My daughter's neighbor died today. It was sudden and unexpected. He was a man in his early fifty's and left behind a wife and two children, a daughter of 14yrs. and a son of high school age. They are a nice family and my daughter feels the loss with them.
Although I didn't know this family I can't help but feel that aching bereavement for those left behind. I know the weight of loss and it never gets lighter. The irony is the person you lost is the very person you want to talk to about your grief.
Somehow, in those first few days grace carries us and we overcome the shock of it. We muddle through funeral arrangements and financial decisions and unknowingly gain an iota of strength. But in the aftermath true mourning begins.
We prepare ourselves for it to accompany us to anniversaries, birthdays and holidays.
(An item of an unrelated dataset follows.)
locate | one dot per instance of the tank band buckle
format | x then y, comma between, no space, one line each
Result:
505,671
But when grief sneaks up on us and clings like plastic wrap it robs us of breath. The suffocating awareness and overwhelming stab of loss pierces our armor and we're left sobbing in the middle of a grocery isle, or other chance places.
That little bit of perceived strength we acquired immediately turns to water and our first inclination is to hide the tears. We're embarrassed and vulnerable. Grief doesn't follow the rules. It doesn't come with an expiration date and it isn't kept out by a 'No Entry' sign.
It's been nearly nineteen years since my daughter passed away suddenly, and the grief still strangles me sometimes at the softest whisper. If we are going to survive the agony we must give ourselves permission to grieve. No matter -- public or private. No one, not even ourselves have the right to speak into our lives about processing grief.
Sometimes in the midst of that crushing sadness a humble human comes along. We're shown compassion and kindness. Our spirit is once again lifted to a place where grace is free and strength doesn’t need to be earned.
Other times we will walk the path of grief alone at our own pace. But we will come into our own peace, in our own time. And there is love and comfort in Jesus who is near to the brokenhearted and comforts those whose spirits are crushed.